The yellow metal rose 0.7% in the previous session
overoptimism about U.S.-Iran peace talks.
The US
Dollar Index held near a 13-month high touched last week. The greenback has drawn support from a
hawkish shift at last week’s Federal Reserve meeting, the first chaired by
Kevin Warsh. While policymakers left
interest rates unchanged at 3.50%-3.75%, updated projections showed growing
support for at least one rate increase before year-end. Futures markets are now pricing about a
90% probability of a rate hike in December, with some investors even
anticipating more than one increase as policymakers remain focused on inflation
risks.
A stronger
dollar makes gold more expensive for holders of other currencies, while higher
interest rates reduce the appeal of bullion because it pays no interest.

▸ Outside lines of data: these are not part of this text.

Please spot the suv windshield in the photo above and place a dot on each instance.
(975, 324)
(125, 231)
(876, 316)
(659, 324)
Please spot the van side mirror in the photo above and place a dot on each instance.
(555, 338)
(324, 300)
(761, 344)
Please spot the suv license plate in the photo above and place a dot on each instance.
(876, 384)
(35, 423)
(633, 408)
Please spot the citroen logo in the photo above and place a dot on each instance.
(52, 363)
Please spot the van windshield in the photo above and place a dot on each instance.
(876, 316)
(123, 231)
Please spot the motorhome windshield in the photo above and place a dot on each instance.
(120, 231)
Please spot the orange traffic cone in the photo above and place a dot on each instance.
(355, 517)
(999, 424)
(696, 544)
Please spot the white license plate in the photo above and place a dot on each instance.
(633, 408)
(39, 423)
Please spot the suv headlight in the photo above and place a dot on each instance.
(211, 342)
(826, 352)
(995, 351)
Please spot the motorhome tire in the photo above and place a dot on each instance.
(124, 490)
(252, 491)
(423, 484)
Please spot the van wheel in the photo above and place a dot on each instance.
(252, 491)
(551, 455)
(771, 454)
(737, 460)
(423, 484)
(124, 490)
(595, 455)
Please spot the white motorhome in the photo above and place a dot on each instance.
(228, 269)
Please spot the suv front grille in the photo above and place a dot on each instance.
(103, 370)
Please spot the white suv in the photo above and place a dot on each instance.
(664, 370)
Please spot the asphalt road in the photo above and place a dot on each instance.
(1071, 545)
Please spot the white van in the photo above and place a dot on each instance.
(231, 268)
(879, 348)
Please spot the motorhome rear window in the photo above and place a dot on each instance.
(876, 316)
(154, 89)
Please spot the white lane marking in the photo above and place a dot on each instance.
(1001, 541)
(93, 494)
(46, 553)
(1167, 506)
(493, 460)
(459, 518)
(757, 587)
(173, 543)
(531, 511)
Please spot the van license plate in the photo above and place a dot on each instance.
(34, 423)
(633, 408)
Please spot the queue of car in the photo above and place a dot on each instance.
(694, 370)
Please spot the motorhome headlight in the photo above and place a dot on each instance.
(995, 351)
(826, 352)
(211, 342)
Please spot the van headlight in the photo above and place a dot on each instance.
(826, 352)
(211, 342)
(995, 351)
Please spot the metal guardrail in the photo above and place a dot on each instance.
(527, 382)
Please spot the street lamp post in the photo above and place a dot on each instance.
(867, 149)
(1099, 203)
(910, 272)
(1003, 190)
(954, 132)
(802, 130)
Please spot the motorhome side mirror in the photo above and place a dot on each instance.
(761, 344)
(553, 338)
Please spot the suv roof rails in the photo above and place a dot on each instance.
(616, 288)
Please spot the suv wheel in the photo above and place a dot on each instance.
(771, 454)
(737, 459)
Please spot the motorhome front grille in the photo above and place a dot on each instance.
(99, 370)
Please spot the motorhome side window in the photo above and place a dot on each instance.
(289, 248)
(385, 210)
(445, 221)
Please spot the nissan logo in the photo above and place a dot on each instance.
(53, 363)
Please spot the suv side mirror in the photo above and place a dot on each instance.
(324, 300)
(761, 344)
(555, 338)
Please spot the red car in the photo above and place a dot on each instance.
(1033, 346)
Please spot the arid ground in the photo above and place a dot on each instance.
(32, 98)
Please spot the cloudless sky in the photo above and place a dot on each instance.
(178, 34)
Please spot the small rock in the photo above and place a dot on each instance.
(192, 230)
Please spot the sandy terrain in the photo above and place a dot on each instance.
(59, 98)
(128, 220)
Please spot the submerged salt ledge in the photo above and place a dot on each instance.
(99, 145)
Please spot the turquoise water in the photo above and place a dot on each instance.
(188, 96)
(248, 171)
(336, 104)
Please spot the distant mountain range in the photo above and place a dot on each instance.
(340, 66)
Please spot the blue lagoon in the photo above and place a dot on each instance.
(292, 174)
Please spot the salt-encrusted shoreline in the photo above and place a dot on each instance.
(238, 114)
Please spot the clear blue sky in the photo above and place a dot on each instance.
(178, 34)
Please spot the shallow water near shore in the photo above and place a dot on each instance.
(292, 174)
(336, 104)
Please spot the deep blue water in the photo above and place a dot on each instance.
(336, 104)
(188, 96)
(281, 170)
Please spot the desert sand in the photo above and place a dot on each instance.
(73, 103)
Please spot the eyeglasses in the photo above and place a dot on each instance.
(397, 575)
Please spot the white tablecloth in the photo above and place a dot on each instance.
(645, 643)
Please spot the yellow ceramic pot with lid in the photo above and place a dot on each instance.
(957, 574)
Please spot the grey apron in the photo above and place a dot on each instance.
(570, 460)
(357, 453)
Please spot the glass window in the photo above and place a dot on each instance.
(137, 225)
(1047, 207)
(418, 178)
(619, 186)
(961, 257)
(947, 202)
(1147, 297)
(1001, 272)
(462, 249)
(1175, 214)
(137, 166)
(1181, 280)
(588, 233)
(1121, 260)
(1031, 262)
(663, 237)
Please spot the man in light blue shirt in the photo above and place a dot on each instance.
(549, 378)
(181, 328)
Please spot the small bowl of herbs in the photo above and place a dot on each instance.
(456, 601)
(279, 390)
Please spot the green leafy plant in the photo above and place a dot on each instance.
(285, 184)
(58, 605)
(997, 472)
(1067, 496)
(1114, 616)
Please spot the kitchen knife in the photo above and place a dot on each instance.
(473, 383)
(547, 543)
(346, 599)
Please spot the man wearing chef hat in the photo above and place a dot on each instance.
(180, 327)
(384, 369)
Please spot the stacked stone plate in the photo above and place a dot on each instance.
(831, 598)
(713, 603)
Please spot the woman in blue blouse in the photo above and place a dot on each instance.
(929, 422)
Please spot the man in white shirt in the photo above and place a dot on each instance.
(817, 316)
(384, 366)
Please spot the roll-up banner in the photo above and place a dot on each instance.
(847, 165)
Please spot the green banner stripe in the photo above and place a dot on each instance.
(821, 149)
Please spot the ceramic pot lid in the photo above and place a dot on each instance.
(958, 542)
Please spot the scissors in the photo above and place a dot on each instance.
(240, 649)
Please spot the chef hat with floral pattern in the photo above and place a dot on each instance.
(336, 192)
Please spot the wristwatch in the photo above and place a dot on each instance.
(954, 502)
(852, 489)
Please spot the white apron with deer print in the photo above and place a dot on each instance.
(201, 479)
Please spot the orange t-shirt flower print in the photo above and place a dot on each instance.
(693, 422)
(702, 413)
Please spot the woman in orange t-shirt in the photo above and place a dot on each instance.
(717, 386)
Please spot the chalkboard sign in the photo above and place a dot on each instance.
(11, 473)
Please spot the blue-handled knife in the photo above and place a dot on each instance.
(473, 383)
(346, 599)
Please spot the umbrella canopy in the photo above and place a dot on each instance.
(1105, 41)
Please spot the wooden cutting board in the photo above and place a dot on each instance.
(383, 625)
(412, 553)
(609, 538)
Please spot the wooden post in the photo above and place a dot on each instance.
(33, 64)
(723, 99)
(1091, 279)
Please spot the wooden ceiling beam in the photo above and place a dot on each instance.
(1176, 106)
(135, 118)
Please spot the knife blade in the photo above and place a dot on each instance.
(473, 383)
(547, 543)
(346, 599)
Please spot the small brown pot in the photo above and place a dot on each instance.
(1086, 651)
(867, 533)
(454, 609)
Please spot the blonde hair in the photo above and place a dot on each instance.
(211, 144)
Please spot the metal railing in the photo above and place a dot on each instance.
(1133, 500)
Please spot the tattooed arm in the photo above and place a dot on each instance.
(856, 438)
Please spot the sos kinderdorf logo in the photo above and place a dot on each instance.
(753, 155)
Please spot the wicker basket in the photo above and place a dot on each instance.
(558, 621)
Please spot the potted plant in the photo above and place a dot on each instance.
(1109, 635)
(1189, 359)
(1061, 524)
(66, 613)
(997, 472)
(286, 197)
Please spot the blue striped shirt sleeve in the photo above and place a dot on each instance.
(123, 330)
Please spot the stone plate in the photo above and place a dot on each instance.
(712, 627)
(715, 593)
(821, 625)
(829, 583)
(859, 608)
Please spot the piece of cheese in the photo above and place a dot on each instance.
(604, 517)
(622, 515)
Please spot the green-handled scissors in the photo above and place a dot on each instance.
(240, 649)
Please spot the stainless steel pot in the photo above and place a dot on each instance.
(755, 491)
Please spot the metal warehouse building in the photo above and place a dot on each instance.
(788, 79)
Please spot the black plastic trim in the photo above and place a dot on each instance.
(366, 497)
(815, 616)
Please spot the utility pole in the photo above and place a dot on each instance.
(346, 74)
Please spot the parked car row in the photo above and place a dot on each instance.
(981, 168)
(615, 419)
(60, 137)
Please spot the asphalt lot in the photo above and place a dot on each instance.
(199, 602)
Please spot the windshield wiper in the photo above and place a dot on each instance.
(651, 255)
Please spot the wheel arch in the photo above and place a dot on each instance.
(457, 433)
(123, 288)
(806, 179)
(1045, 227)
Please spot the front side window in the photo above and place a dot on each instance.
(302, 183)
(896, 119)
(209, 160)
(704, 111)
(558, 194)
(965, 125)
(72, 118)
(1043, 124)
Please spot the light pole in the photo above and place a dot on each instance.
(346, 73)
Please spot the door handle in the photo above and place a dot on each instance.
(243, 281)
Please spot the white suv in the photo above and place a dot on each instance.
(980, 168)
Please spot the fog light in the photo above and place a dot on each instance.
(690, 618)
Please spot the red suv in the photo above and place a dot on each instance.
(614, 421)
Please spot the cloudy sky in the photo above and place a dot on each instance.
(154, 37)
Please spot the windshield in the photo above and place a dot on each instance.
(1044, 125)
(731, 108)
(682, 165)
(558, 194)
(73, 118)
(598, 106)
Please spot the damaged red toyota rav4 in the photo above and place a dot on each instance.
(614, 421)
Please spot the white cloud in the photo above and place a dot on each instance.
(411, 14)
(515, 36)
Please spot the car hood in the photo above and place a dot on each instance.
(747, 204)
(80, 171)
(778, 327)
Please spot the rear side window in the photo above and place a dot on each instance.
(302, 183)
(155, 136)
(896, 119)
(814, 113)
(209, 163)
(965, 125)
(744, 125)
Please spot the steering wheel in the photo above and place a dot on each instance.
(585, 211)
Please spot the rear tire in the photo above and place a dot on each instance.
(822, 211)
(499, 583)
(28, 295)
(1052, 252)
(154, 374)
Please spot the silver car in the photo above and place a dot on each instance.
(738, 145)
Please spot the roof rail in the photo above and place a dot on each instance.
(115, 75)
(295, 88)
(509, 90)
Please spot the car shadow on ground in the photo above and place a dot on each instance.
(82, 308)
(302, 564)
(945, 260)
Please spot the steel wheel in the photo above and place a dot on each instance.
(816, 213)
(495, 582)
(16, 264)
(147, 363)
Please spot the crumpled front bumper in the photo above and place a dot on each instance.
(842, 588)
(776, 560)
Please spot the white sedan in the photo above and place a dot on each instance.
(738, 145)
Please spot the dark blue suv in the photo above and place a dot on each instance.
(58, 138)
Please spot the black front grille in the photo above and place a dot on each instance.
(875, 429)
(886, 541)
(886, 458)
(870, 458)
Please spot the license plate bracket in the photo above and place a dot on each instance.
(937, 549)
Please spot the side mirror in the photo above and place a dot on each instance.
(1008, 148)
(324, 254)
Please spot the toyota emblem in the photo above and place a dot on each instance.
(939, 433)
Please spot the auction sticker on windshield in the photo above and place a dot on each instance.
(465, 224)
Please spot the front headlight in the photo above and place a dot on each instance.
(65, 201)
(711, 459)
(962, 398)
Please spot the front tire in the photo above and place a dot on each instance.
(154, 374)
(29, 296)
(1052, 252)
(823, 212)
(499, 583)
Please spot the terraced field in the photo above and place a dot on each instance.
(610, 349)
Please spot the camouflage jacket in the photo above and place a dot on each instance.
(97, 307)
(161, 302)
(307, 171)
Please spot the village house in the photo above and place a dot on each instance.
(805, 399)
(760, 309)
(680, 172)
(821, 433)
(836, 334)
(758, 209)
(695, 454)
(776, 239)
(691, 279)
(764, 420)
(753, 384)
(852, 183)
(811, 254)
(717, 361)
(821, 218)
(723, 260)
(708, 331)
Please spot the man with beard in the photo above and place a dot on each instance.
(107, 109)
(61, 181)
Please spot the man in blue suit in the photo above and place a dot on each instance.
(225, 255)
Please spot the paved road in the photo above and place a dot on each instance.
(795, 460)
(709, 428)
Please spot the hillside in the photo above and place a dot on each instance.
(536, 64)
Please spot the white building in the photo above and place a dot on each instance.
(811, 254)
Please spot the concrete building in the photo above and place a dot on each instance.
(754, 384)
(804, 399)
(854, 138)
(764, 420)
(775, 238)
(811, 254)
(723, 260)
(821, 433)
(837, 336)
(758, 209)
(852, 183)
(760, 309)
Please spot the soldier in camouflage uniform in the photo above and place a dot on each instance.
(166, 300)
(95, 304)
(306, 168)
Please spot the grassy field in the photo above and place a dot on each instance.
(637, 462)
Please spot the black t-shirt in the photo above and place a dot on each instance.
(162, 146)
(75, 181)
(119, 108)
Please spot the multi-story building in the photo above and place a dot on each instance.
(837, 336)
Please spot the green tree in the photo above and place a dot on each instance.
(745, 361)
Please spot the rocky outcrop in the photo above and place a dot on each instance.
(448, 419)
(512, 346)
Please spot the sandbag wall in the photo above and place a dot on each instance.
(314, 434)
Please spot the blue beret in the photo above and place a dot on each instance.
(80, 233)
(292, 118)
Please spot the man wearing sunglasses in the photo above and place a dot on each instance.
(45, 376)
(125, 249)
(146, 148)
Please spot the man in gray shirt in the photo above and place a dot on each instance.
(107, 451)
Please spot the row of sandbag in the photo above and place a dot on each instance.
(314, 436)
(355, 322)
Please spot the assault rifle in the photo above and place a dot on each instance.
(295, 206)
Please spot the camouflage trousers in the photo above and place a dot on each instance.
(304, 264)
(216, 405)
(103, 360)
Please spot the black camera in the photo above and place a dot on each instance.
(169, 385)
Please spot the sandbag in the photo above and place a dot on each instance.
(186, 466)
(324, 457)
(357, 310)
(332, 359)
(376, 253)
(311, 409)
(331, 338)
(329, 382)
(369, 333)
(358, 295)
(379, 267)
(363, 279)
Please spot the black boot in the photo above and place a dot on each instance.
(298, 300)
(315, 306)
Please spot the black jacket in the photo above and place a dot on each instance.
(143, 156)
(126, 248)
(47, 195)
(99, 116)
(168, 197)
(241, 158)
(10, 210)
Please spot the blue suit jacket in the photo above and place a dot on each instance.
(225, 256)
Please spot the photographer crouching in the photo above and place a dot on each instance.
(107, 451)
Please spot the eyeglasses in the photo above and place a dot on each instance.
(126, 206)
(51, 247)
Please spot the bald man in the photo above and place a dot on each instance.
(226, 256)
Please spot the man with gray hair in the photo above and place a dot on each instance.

Investor attention also remained on
diplomatic efforts between Washington and Tehran. The U.S. has granted a 60-day
sanctions waiver on some Iranian oil sales following initial talks in
Switzerland, while U.S. officials described the discussions as
constructive. While gold is
traditionally viewed as a safe-haven asset during periods of geopolitical
turmoil, investors have increasingly focused on the inflationary consequences
of the Iran conflict.
The war
drove oil prices sharply higher earlier this year, raising concerns that
energy-driven inflation could force central banks to maintain restrictive
monetary policy for longer. Investors
also await U.S. Personal Consumption Expenditures (PCE) inflation data due on
Thursday, the Fed’s preferred price gauge.
Among other precious metals, silver prices slipped 4.3% to $62.29 per
ounce, while platinum fell 2.6% to $1,639.60/oz.
Benchmark
Copper Futures on the London Metal Exchange dipped 1.2% to $13,486.33 a ton,
while U.S.Copper Futures declined 2.3% to $6.22 a pound.